Interesting how Joyce is painted as her “greatest rival,” something she shared with Gertrude Stein? “Nineteen forty-one had begun inauspiciously with the death of her greatest rival, James Joyce — ‘about a fortnight younger than I am’. They had never met, though he had been ‘about the place’, and she recalled Harriet Weaver ‘in wool gloves, spinsterly, buttoned up’ visiting them at Richmond in April 1918 with the thoroughly unbuttoned typescript of Ulysses. Woolf had put it away in a drawer, but then took it out to show Katherine Mansfield. Katherine ‘began to read, ridiculing: then suddenly said, But theres some thing in this: a scene that should figure I suppose in the history of literature.’ One after another, the age’s great writers ‘became [their] admirers’.
Woolf praised Dorothy Richardson and Joyce for inventing new techniques but “found their fiction self-centered, egotistical, narrow and lacking in structure (though as both Pilgrimage and Ulysses were still in the process of being written, their structures were more difficult to discern).” Woolf called the fourth novel of Pilgrimage, The Tunnel, ‘better in its failure than most books in their success.’
Growing up, VW was “a voracious reader, to the amusement of her father who gave her the run of his library, later supplementing it with books brought back from the London Library.” While we don’t have her version of a book blog, we have several clues about what she read, through references in her work plus explicit mention. (I need to pick up a copy of Hakluyt’s Voyages, Travels and Discoveries). Also mentioned: Meredith, Ibsen, Shaw, Hardy, Conrad, Henry James, George Eliot, Austen, Thomas Love Peacock, Henry Fielding, Webster, Browning, Shelley, Spenser, Congreve.
Briggs mentions VW’s letters of protest in 1920 to the New Statesman as a turning point where she converts depression and discouragement into social analysis and a critique of patriarchal attitudes. Strong currents of feminism bubble up throughout her work, finding the clearest voice in A Room of One’s Own and Three Guineas but very much a presence in everything else, especially her essays. Briggs notes that the fact of ROO‘s adoption of inconsistent positions and debates within itself is the source of its continued appeal to modern audiences… “in the process of writing out its own indignation, arrives, for better or worse, at exactly those compromises with the world of men as most women act out on a daily basis, while scarcely noticing that they are doing so.”
Woolf “associated the primary act of artistic creation with writing in longhand rather than with subsequent typing,” her process was to write by hand in the morning and then type it up in the afternoon.
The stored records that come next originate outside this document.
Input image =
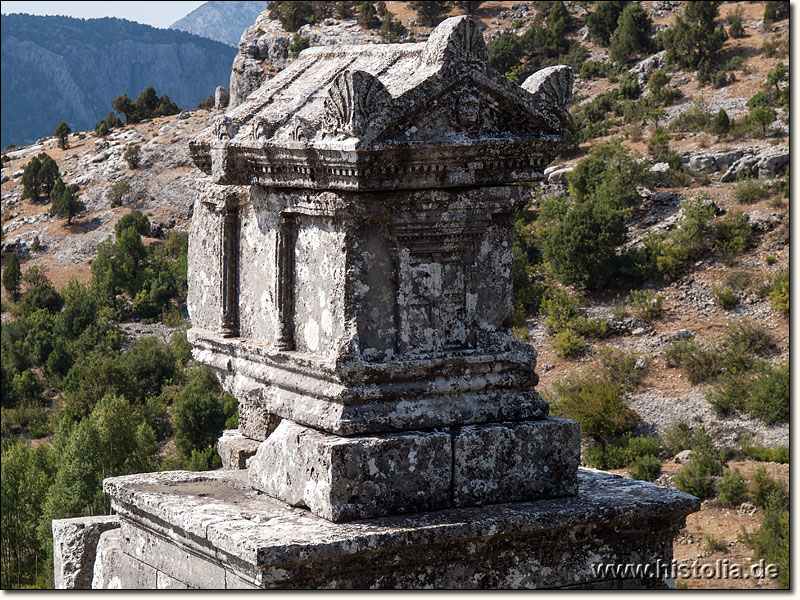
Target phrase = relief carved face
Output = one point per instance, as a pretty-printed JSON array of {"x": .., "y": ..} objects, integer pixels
[{"x": 468, "y": 110}]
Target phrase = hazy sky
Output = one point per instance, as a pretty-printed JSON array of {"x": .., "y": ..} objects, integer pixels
[{"x": 158, "y": 14}]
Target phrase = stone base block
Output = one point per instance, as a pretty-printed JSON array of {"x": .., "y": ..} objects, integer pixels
[
  {"x": 208, "y": 529},
  {"x": 234, "y": 449},
  {"x": 357, "y": 477},
  {"x": 74, "y": 546},
  {"x": 345, "y": 478}
]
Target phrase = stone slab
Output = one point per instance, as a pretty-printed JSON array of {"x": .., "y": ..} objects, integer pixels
[
  {"x": 234, "y": 449},
  {"x": 542, "y": 544},
  {"x": 116, "y": 570},
  {"x": 512, "y": 462},
  {"x": 346, "y": 478},
  {"x": 74, "y": 546}
]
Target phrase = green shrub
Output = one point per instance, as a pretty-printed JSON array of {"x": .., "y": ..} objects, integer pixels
[
  {"x": 749, "y": 191},
  {"x": 769, "y": 396},
  {"x": 681, "y": 437},
  {"x": 581, "y": 249},
  {"x": 775, "y": 10},
  {"x": 732, "y": 488},
  {"x": 763, "y": 489},
  {"x": 779, "y": 293},
  {"x": 646, "y": 304},
  {"x": 619, "y": 367},
  {"x": 696, "y": 478},
  {"x": 724, "y": 296},
  {"x": 778, "y": 454},
  {"x": 631, "y": 39},
  {"x": 646, "y": 468},
  {"x": 732, "y": 235},
  {"x": 596, "y": 404},
  {"x": 728, "y": 398},
  {"x": 700, "y": 364},
  {"x": 695, "y": 37},
  {"x": 568, "y": 343},
  {"x": 771, "y": 541}
]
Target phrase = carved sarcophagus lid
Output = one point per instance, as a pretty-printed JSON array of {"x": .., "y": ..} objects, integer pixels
[{"x": 392, "y": 116}]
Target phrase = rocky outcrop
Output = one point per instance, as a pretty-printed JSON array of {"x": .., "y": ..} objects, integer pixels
[
  {"x": 643, "y": 68},
  {"x": 763, "y": 163},
  {"x": 74, "y": 548},
  {"x": 61, "y": 69},
  {"x": 220, "y": 21}
]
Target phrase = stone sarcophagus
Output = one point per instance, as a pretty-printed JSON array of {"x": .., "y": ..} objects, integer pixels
[
  {"x": 361, "y": 295},
  {"x": 357, "y": 301}
]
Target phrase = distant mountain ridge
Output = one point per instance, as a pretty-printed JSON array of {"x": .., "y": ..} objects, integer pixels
[
  {"x": 62, "y": 68},
  {"x": 221, "y": 21}
]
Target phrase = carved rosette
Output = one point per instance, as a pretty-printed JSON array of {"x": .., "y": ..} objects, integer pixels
[
  {"x": 354, "y": 98},
  {"x": 457, "y": 43},
  {"x": 552, "y": 88}
]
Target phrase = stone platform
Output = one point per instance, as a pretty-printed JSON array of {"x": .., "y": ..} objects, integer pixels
[{"x": 212, "y": 530}]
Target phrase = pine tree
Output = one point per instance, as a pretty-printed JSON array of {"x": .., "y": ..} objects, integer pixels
[
  {"x": 62, "y": 132},
  {"x": 695, "y": 37},
  {"x": 632, "y": 36},
  {"x": 12, "y": 276}
]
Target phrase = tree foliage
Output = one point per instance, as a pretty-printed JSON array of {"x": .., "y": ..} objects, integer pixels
[
  {"x": 602, "y": 22},
  {"x": 631, "y": 39},
  {"x": 62, "y": 133},
  {"x": 695, "y": 37}
]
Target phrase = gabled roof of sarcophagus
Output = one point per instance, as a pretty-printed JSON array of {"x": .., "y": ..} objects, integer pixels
[{"x": 392, "y": 116}]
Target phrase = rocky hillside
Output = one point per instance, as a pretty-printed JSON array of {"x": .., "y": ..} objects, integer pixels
[
  {"x": 722, "y": 308},
  {"x": 62, "y": 69},
  {"x": 220, "y": 21}
]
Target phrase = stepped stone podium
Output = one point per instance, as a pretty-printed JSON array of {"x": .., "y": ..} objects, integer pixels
[{"x": 357, "y": 303}]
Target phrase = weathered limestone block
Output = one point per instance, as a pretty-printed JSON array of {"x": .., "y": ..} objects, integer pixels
[
  {"x": 116, "y": 570},
  {"x": 74, "y": 547},
  {"x": 147, "y": 548},
  {"x": 513, "y": 462},
  {"x": 263, "y": 542},
  {"x": 345, "y": 478},
  {"x": 234, "y": 449}
]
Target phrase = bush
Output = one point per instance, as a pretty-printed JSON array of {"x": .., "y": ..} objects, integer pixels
[
  {"x": 775, "y": 10},
  {"x": 778, "y": 454},
  {"x": 779, "y": 293},
  {"x": 749, "y": 191},
  {"x": 681, "y": 437},
  {"x": 732, "y": 488},
  {"x": 732, "y": 235},
  {"x": 695, "y": 37},
  {"x": 769, "y": 398},
  {"x": 596, "y": 404},
  {"x": 646, "y": 468},
  {"x": 299, "y": 43},
  {"x": 646, "y": 304},
  {"x": 602, "y": 22},
  {"x": 761, "y": 116},
  {"x": 721, "y": 124},
  {"x": 725, "y": 297},
  {"x": 133, "y": 156},
  {"x": 632, "y": 36},
  {"x": 763, "y": 489},
  {"x": 771, "y": 541},
  {"x": 568, "y": 343},
  {"x": 696, "y": 478},
  {"x": 699, "y": 364},
  {"x": 505, "y": 52}
]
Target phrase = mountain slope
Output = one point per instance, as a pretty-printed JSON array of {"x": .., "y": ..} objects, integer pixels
[
  {"x": 60, "y": 68},
  {"x": 220, "y": 21}
]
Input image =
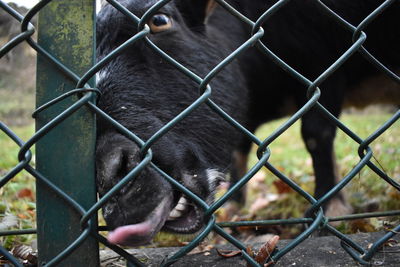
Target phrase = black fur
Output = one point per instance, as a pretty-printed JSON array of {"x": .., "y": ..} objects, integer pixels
[{"x": 144, "y": 92}]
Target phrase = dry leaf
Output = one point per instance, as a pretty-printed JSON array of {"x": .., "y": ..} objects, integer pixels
[
  {"x": 25, "y": 193},
  {"x": 266, "y": 250},
  {"x": 228, "y": 253},
  {"x": 282, "y": 187}
]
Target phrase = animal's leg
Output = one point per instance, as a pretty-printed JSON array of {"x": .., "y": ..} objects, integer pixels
[{"x": 318, "y": 135}]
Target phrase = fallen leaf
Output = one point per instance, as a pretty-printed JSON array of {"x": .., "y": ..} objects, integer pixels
[
  {"x": 282, "y": 187},
  {"x": 25, "y": 193},
  {"x": 265, "y": 252},
  {"x": 228, "y": 253}
]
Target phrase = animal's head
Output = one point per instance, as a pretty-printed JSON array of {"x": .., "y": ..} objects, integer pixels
[{"x": 143, "y": 92}]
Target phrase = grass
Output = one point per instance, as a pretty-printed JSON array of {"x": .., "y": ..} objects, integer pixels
[
  {"x": 366, "y": 192},
  {"x": 289, "y": 155}
]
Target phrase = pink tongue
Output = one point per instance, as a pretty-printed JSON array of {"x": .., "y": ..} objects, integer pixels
[
  {"x": 142, "y": 233},
  {"x": 123, "y": 234}
]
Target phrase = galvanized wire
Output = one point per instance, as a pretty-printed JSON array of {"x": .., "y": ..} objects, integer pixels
[{"x": 315, "y": 217}]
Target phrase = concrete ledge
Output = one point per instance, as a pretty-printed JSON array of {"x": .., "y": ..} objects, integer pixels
[{"x": 314, "y": 252}]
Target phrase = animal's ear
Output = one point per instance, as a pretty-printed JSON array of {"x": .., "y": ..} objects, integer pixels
[{"x": 196, "y": 12}]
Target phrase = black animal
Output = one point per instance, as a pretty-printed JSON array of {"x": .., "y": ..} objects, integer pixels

Further, she hit upon the strategy of working on two types of projects at once, one fiction and one non-fiction, so that she could teeter between the two when she got stuck or bored or frustrated.
Random thought– how much was society “civilized” by the tradition of afternoon tea, the stopping of all work to come together and have a conversation on a daily basis?
Further research into her claim from the 1925 essay Character in Fiction that ‘on or about December 1910 human character changed.’
All of this is sending me into a deep dive of Woolf, further convinced of her absolute stunning genius.